I know he has the doctor he has because of you. I know that mom is calmer because of you. She was a mess when she got here and then I heard her answer a call and step into the hall and when she came back, she looked like she was going to be okay- like she knew everything would be okay. I asked her who it was even though I already had a hunch and she said “Connie” and I wanted to cry.

I wanted to call you and cry and tell you how scary it was when I imagined my life without Steven. It was terrifying, Conrad. It physically hurt to think about. He’s annoying and arrogant and a pain in the ass, but he’s mine. I can’t lose anything else. Not for a long time. It hurts too much. 

-Belly 

 


 

Conrad, 

We’re leaving for Cousins in half an hour for Susannah’s memorial garden dedication ceremony. You won’t be there. Mom said you got a clinic job that’s a big deal. I’m so happy for you, but I’d be lying if I said I wasn’t disappointed. It’s not the same there without you. It never has been, all these years you’ve been gone. But I’m proud of you. We all are. I wish I could tell you that without being afraid of what else I’d say. 

After the dedication Jeremiah and I are telling everyone that we’re engaged. It happened really fast, but I think it’s good. I think it’s the right thing. Relationships are hard and take work and compromise and it would be dumb to throw away four years because of one mistake. What if I regretted it? I’ve spent too much time regretting things. Saying yes seems easier-better. 

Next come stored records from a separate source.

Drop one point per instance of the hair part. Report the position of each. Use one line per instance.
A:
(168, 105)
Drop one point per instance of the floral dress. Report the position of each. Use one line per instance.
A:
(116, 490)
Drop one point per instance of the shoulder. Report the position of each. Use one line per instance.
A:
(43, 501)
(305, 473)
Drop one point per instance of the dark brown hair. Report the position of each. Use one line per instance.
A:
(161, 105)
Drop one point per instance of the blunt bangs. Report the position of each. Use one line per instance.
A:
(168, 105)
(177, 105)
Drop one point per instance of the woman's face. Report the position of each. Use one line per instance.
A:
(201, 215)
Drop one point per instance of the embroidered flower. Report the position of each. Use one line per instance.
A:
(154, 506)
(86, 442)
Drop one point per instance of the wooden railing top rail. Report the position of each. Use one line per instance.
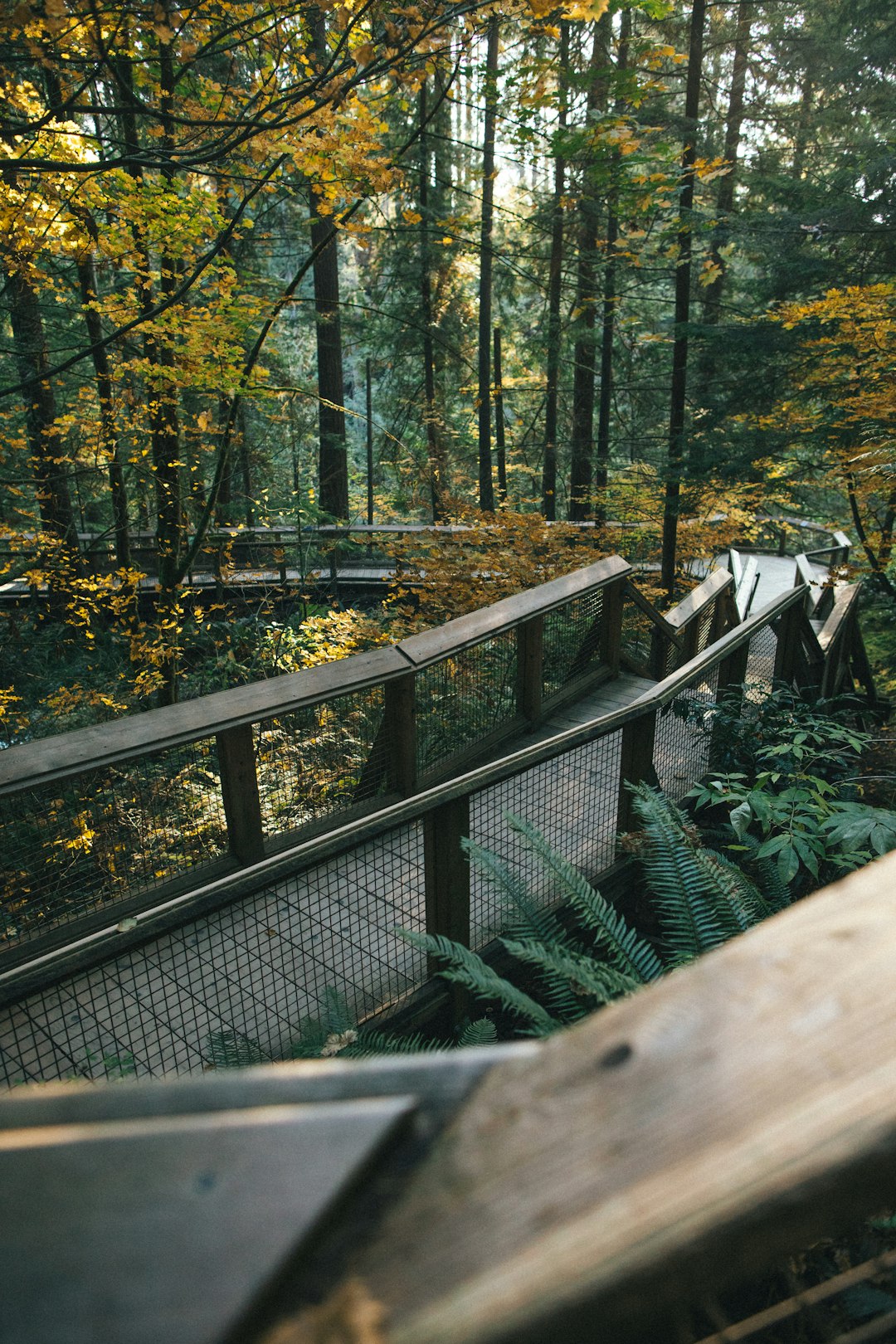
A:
(112, 938)
(699, 600)
(466, 631)
(687, 1136)
(32, 763)
(839, 619)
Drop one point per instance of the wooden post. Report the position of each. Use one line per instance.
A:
(529, 663)
(691, 639)
(401, 728)
(370, 446)
(635, 763)
(611, 626)
(733, 671)
(448, 884)
(789, 644)
(240, 791)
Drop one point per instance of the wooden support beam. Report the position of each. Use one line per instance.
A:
(448, 884)
(635, 763)
(240, 791)
(529, 665)
(674, 1142)
(399, 724)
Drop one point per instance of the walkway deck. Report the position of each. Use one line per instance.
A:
(246, 977)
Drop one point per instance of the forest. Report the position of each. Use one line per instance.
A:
(503, 265)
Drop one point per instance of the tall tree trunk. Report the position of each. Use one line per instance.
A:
(331, 385)
(726, 197)
(555, 283)
(609, 312)
(434, 449)
(108, 435)
(486, 492)
(683, 304)
(586, 295)
(332, 452)
(804, 125)
(42, 431)
(499, 418)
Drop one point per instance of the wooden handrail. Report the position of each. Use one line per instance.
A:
(105, 936)
(32, 763)
(685, 1137)
(839, 619)
(696, 602)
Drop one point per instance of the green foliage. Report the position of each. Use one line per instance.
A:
(783, 801)
(702, 901)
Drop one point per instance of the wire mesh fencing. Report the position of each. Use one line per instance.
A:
(465, 698)
(571, 641)
(571, 800)
(314, 762)
(236, 986)
(71, 847)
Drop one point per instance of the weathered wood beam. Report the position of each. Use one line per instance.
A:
(670, 1142)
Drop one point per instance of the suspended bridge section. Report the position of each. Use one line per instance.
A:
(195, 879)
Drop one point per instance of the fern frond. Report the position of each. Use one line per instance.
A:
(744, 895)
(480, 1032)
(629, 953)
(230, 1049)
(371, 1042)
(685, 886)
(585, 976)
(465, 968)
(774, 889)
(525, 917)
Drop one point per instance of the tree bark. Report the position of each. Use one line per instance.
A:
(486, 491)
(726, 197)
(42, 431)
(109, 438)
(609, 314)
(679, 392)
(586, 296)
(434, 448)
(555, 281)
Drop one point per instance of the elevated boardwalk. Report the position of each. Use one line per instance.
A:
(229, 957)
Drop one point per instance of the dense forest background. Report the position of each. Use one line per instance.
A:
(605, 262)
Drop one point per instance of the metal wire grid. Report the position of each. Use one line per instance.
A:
(243, 979)
(635, 636)
(464, 698)
(310, 763)
(681, 747)
(761, 661)
(704, 626)
(71, 847)
(571, 641)
(571, 800)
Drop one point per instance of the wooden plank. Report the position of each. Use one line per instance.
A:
(34, 763)
(240, 793)
(461, 633)
(699, 600)
(99, 941)
(839, 616)
(674, 1140)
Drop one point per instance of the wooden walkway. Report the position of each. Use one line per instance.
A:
(258, 971)
(247, 976)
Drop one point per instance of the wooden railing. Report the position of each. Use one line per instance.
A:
(134, 810)
(646, 741)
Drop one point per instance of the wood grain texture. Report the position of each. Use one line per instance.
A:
(34, 763)
(465, 631)
(720, 1116)
(698, 601)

I’m not going to write to you anymore. It doesn’t feel right. So, since this is the last letter and since you’ll never see any of them anyway, I figure I may as well be completely honest. 

When we were together at the summer house last Christmas, I remember looking up at you from the couch and realizing I would always love you. That hasn’t changed.

I’ve loved you since I was 5 and you were 7 and you held my hand every time we crossed the street.

I’ve loved you since I was 10 and you were 12 and you taught me how to play chess instead of playing video games with Jeremiah and Steven and never let me win because you knew it would make me mad.

I’ve loved you since I was 16 and you were 18 and you kissed me on the beach and my entire world changed and I thought some past version of me must have done something right to end up in a reality where Conrad Fisher was kissing me like he meant it.

I’ve loved you since I was 18 and you were 20 and I barely knew anything about you anymore besides the way my heart broke when things fell apart.

I love you now, when I’m almost 21 and you’re almost 23 and I’m planning to marry someone else even though I spent my entire life imagining you at the end of the aisle.

I’ll probably love you when I’m 80 and you’re 82 and I’m covered in wrinkles and you can’t hear out of your left ear and we’ve both lived separate lives. 

And I think that through it all, I’ll always imagine the version of things where I had you and kept you and all my dreams came true. It’s a nice thought, even if it’s just not how life works. 

When I see the Cousins Beach sign now, it doesn’t feel like it used to. It used to make me think of your mom cutting hydrangeas in the front yard and belly flops and the way your shoulders would freckle when you started to tan. I know growing up means losing some of the magic, but I hoped I’d never lose the magic there. But the truth is…without you, the town’s just an ocean now.